Over the course of years, many pilots have been puzzled with the vicious chain reaction of air disasters around the globe. A combat helicopter pilot and Philippine Air Force spokesman Lieutenant Colonel Restituto Padilla Jr. said,
“It’s a foreboding pattern we cannot explain. The bizarre phenomenon has baffled us pilots.”
Padilla added, “In the Philippines, air mishaps usually happen in the month of May.” Philippine aviation records show based on statistics that from March 5 to May 30, 2005, there were six plane crashes, four of them in May. There were a total of 23 people killed. May 2005 is listed in aviation history as the month with the highest number of plane crashes in the Philippines.
On April 28, 2005, a PAF UH-1H helicopter crashed in the Sierra Madre Mountain ranges, killing all nine people on board, including the notable Filipino scientist Raymundo Punongbayan, former director of the Philippine Institute of Volcanology and Seismology (PHIVOLCS). The plane crash was caused by engine trouble and also, the pilots weren’t familiar with the terrain. Aviation experts thought the April 28 crash will not follow another crash, but they were mistaken. On May 8, 2005, another Cessna plane, carrying a group of skydivers crashed shortly after its take-off at the Banandas airstrip in Tanauan, Batangas, 160 kilometers south of Manila. The crash killed four persons and injured two others.

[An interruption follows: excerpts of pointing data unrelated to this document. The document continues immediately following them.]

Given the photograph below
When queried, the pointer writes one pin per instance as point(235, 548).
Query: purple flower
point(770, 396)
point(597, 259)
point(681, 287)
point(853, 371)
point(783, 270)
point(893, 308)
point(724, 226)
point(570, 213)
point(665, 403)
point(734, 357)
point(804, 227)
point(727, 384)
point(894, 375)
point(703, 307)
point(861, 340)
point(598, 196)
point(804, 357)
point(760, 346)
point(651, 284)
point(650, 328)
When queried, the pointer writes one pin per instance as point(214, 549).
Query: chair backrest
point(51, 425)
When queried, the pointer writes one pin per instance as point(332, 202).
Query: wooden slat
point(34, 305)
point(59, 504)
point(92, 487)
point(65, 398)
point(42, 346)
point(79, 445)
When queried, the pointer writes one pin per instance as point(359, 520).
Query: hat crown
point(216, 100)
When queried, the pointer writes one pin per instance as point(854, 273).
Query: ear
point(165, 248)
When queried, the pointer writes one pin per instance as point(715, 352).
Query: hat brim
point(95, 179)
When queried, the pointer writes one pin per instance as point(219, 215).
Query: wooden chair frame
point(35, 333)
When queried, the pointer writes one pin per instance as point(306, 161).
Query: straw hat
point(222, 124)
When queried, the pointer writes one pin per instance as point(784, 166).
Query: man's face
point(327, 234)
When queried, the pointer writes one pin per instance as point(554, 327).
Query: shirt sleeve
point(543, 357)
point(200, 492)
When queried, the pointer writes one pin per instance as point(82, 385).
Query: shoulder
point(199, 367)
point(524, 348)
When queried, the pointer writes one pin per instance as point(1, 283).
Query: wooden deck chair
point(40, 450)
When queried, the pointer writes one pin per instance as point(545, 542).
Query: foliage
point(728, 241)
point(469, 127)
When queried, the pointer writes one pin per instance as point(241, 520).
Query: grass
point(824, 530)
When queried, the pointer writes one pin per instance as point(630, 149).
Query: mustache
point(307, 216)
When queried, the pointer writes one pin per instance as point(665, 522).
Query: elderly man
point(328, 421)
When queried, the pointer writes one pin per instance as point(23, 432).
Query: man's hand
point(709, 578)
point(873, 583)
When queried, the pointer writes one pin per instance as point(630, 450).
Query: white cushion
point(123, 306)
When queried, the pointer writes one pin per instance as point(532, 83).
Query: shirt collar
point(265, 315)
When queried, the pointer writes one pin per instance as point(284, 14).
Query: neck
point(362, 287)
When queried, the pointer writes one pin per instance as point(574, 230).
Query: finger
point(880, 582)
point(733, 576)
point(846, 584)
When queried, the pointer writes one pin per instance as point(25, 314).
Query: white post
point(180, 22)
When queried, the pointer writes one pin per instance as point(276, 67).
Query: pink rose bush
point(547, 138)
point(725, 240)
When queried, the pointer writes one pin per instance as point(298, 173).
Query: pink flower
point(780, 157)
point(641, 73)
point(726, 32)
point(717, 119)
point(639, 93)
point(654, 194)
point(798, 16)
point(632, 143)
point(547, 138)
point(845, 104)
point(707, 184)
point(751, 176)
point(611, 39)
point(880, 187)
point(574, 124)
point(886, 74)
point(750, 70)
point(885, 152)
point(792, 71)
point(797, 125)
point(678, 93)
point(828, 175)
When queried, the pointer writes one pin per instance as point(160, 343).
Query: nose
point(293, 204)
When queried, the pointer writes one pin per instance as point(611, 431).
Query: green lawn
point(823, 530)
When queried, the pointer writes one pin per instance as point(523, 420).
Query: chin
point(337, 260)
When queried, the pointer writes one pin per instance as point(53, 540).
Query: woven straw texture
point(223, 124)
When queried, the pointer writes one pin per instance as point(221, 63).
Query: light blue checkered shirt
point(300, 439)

The series of plane crashes didn’t end when a four-seater plane went down into the waters off Palid in Ipil, Zamboanga Sibugay province in the southern Philippines on May 16, 2005, killing the pilot and his co-pilot, a lady aviator. On May 24, 2005, another PAF aircraft crashed in Atok Trail Village shortly after it took off from Loakan Airport on the mountain range resort of Baguio City, wherein it killed the instructor pilot and his three students.